Hypertensive crisis is a common clinical situation characterized by the symptomatic rise of the blood pressure that presents a high rate of morbidity and mortality. It is classified in hypertensive emergency and urgency. The clinical picture of hypertensive emergency differs from that of hypertensive urgency by presenting an imminent death risk due to an established or developing lesion in target-organs, especially heart, brain, kidneys, and arteries. This condition requires a sensible clinical approach that allows correct and fast diagnosis of the compromised target-organ. The therapeutic intervention must be immediate, efficient, and individualized for each involved system, in general with anti-hypertensive drugs by endovenous route in an intensive care unit. On the other hand, the patient with hypertensive urgency does not present target-organ lesion nor finds himself/herself in a higher risk of death, therefore the treatment can be carried out with oral anti-hypertensive drugs in the appropriate urgency room. This article reviews the main causes of hypertensive crisis, its physio pathogenesis, and epidemiology, as well as its clinical and therapeutic approaching.

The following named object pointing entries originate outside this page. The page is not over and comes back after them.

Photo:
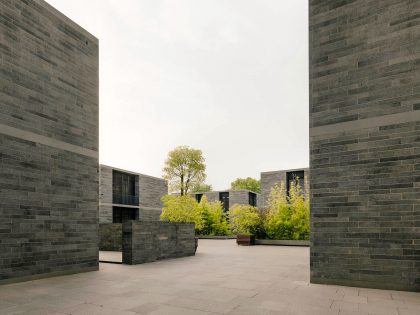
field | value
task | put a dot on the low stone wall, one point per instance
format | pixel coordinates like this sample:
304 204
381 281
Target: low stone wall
150 241
110 236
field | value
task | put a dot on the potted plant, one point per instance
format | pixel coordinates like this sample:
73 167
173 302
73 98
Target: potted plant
244 221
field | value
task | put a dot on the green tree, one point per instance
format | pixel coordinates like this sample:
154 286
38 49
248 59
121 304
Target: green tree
244 219
184 169
202 188
287 216
246 183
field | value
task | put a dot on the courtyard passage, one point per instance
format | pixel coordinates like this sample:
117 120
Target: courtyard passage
222 278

Systemic arterial hypertension (SAH) affects 70 million adults in the United States and about 36 million over 18-year-old Brazilians [1,2]. A hypertensive crisis (HC) is one presentation or complication of SAH; it comprises a wide variety of clinical conditions all of which involve a rapid, inappropriate, intense and symptomatic elevation in blood pressure (BP) that may be associated with risk of rapid deterioration of target organs (heart, brain, kidneys and arteries) and, consequently, immediate or potential risk to life [3-9]. However other conditions that are accompanied by elevations of BP need to be considered as part of the differential diagnosis of HC. These include pseudohypertension, difficult to control hypertension and malignant hypertension.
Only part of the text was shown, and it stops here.